Jason Isbell Digs Deep for Soulful Set at Historic Venue
As an artist, you’ve reached a certain level when fellow musicians come to hear you play. And, when it comes to Toronto venues, you’ve also joined an elite club when you play Massey Hall. Last night Jason Isbell achieved both in one memorable evening. He played the 123-year-old concert hall for the first time, where many of his musical heroes have played before him. The weight and the importance of this milesteone was not lost on the songwriter, who, after the show, tweeted: “I gotta say, @masseyhall did not disappoint. We had high expectations and they were exceeded.”
The growing adoration by Isbell’s industry peers was also on full display at Massey Hall. Many of Toronto’s music community attended the near sellout show, including Miranda Mulholland (Harrow Fair), Andrew Cash (The Cash Brothers), and Devon Cuddy. Even Canada’s favorite rock-and-roll band – The Tragically Hip – were well represented with lead guitairst Rob Baker taking in the show. Aftterward he tweeted: “Just saw @jasonisbell @masseyhall. 1 of the best shows I’ve ever seen. No gimmicks, just great musicians in service of superior songwriting.”
Baker’s social media assessment nailed it. This evening was about witnessing a songwriter’s songwriter backed by a tight band, taking his words and music to new sonic spaces with no special effects needed.
With a whiff of the bud soon to be legal in these parts lingering in the air of The Grand Dame on Shuter, Amanda Shires took the stage shortly after 8 p.m. with her four-piece band. Sporting a black skirt and a lacy black top, Shires shone from the moment the lights dimmed.

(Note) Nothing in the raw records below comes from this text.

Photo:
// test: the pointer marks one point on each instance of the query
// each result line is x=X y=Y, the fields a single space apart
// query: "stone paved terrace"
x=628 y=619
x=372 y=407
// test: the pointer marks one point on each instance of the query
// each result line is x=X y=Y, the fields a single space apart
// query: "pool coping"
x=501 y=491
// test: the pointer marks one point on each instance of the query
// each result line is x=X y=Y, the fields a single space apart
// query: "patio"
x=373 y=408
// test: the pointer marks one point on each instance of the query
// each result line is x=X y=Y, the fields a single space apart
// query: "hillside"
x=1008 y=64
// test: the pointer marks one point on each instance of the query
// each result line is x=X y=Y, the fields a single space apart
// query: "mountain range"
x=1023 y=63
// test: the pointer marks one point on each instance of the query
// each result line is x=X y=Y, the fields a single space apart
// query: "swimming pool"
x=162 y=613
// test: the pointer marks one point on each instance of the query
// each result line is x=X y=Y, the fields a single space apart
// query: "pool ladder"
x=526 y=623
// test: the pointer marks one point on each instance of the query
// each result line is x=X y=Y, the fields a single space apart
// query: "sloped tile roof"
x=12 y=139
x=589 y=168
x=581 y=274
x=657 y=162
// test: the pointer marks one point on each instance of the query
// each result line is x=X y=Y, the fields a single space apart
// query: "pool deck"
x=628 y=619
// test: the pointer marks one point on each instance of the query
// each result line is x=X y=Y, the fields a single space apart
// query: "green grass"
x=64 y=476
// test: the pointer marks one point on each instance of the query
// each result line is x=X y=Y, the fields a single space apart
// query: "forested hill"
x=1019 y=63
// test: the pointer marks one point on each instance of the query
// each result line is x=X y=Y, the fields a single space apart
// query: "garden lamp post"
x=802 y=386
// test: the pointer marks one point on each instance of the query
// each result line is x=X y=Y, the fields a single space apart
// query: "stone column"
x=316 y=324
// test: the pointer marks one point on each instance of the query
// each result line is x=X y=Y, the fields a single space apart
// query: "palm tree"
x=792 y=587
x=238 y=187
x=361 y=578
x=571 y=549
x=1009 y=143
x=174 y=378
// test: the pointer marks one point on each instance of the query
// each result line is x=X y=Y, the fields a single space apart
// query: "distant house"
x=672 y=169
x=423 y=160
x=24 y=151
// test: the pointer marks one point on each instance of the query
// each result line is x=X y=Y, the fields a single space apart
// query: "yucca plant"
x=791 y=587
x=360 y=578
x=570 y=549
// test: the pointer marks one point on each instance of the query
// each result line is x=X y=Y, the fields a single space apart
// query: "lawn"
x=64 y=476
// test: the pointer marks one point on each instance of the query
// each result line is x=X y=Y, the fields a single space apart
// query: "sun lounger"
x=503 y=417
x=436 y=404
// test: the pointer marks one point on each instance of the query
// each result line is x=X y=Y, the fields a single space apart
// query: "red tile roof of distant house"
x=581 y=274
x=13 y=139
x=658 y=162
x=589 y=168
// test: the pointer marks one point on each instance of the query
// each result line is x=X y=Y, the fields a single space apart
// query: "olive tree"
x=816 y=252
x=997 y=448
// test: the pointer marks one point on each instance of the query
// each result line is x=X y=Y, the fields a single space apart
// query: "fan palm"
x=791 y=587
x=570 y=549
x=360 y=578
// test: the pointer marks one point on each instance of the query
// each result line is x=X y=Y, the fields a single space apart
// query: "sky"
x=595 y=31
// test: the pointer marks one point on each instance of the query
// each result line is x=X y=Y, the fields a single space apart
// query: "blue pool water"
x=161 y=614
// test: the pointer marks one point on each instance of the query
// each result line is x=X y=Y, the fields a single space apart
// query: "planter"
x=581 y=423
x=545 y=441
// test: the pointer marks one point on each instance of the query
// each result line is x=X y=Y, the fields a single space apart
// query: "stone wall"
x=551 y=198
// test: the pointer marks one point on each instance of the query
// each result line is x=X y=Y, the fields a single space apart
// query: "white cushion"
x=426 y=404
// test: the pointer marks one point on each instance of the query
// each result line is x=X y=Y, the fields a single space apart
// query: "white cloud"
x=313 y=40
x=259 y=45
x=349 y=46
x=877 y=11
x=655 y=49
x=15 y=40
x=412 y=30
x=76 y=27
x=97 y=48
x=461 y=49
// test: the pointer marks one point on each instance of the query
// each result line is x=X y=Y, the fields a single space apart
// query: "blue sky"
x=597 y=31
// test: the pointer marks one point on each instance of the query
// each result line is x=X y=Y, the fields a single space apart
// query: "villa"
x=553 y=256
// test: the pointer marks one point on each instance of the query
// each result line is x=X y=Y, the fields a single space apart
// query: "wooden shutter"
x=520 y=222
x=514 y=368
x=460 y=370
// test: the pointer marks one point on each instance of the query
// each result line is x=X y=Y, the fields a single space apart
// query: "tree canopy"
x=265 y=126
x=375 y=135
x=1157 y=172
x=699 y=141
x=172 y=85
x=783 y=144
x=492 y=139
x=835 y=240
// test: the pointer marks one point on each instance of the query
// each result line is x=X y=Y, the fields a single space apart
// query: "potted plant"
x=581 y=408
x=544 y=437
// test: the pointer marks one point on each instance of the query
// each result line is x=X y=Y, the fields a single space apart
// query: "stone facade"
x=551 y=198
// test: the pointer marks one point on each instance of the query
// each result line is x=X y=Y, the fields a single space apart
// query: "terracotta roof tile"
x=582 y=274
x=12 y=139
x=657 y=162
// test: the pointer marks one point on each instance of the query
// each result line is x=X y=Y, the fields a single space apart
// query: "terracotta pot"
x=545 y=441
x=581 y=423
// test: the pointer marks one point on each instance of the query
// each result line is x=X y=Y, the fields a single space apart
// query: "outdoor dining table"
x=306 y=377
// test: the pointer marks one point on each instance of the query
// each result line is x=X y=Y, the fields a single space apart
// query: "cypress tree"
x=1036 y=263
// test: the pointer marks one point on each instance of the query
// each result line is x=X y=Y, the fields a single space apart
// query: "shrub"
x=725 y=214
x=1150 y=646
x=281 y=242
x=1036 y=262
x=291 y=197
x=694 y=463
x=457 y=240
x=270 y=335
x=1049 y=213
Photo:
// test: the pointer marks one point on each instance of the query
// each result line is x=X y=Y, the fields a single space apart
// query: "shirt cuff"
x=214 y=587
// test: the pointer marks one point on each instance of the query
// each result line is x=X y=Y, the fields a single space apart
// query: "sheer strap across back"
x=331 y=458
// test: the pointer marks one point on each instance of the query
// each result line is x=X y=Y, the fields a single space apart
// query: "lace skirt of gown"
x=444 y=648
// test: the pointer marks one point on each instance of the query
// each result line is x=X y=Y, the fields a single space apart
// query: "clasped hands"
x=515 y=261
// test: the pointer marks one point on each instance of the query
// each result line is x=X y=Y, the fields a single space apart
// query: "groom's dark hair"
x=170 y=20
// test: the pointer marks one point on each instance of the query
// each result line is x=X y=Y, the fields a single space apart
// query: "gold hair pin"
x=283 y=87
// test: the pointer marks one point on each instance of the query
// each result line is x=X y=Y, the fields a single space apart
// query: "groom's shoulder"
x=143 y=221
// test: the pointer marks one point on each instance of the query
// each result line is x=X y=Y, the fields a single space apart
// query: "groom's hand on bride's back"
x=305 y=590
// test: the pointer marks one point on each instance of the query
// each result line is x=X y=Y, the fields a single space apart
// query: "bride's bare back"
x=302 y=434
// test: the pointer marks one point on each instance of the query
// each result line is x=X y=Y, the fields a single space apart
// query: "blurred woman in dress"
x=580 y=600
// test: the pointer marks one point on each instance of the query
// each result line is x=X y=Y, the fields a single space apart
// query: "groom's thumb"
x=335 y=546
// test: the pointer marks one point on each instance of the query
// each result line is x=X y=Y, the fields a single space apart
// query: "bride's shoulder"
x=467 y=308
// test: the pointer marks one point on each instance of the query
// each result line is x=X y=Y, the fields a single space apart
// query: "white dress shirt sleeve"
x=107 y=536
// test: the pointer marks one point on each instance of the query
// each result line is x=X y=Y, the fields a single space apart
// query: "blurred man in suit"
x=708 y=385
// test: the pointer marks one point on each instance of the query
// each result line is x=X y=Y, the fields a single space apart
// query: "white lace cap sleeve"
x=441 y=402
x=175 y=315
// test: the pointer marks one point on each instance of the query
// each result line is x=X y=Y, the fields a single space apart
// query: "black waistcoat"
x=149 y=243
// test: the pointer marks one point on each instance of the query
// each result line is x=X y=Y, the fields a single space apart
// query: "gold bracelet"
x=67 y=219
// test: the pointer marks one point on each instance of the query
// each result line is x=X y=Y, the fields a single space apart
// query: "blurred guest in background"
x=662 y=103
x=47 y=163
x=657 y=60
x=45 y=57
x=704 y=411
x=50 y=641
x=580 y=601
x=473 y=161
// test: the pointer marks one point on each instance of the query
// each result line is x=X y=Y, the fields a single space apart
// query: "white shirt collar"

Shires’ short set was marked by two- and three-part harmonies, fine fiddling, and finger picking. Isbell’s wife displayed a voice as strong as Dolly, as sweet as Emmylou, but with Lucinda’s sense of urgency. Each note echoed off the rafters and lingered long after each song. Hoots, hollers, and whistles rained from the balcony acknowledging her artistry. In between songs, Shires’ humorous banter with the crowd – whether it was introducing her bandmates and their strange road habits or speaking about her husband – added to this fine opening performance that set the stage – and tone – for the 90 minutes of musicianship that followed.
Isbell and his mates in the 400 Unit, who were tighter than an old Mason jar left out too long in the rain, wasted no time getting down to business by opening with a sizzling six-minute, emotionally-driven version of “Anxiety,” off his sixth and most recent disc, Nashville Sound. The song featured some gorgeous two-part harmonies between Shires and her husband. From there, the Muscle Shoals native offered a tight take of “24 Frames,” the storied song from Something More Than Free (2015).
Throughout the rest of the set, Isbell and his band let the ghosts of Massey Hall guide them to new heights, playing a mix of songs old and new. It was the songs off Nashville Sound that stole the show. Highlights included six-part harmony and some serious guitar playing on Isbell’s Gretsch White Falcon on the politically-charged “White Man’s World,” and a touching rendition of “Last of My Kind.”
Following “Cover Me Up,” which began with just Isbell and his wife, then saw the lead guitarist join with some slide, followed by the rest of the band, the crowd rose for a standing ovation – the first of several to end the evening.
After returning to the stage with an energized and teary-eyed “If We Were Vampires,” Isbell closed this electric night of music with “Decoration Day,” the title cut he wrote for the 2003 record by his former band The Drive-by Truckers.
Fans filed out of Massey Hall satisfied, but as I heard one patron say – and this reviewer agrees – I could have listened to this storied songwriter and his band for many more hours. Just the songs please. No gimmicks indeed.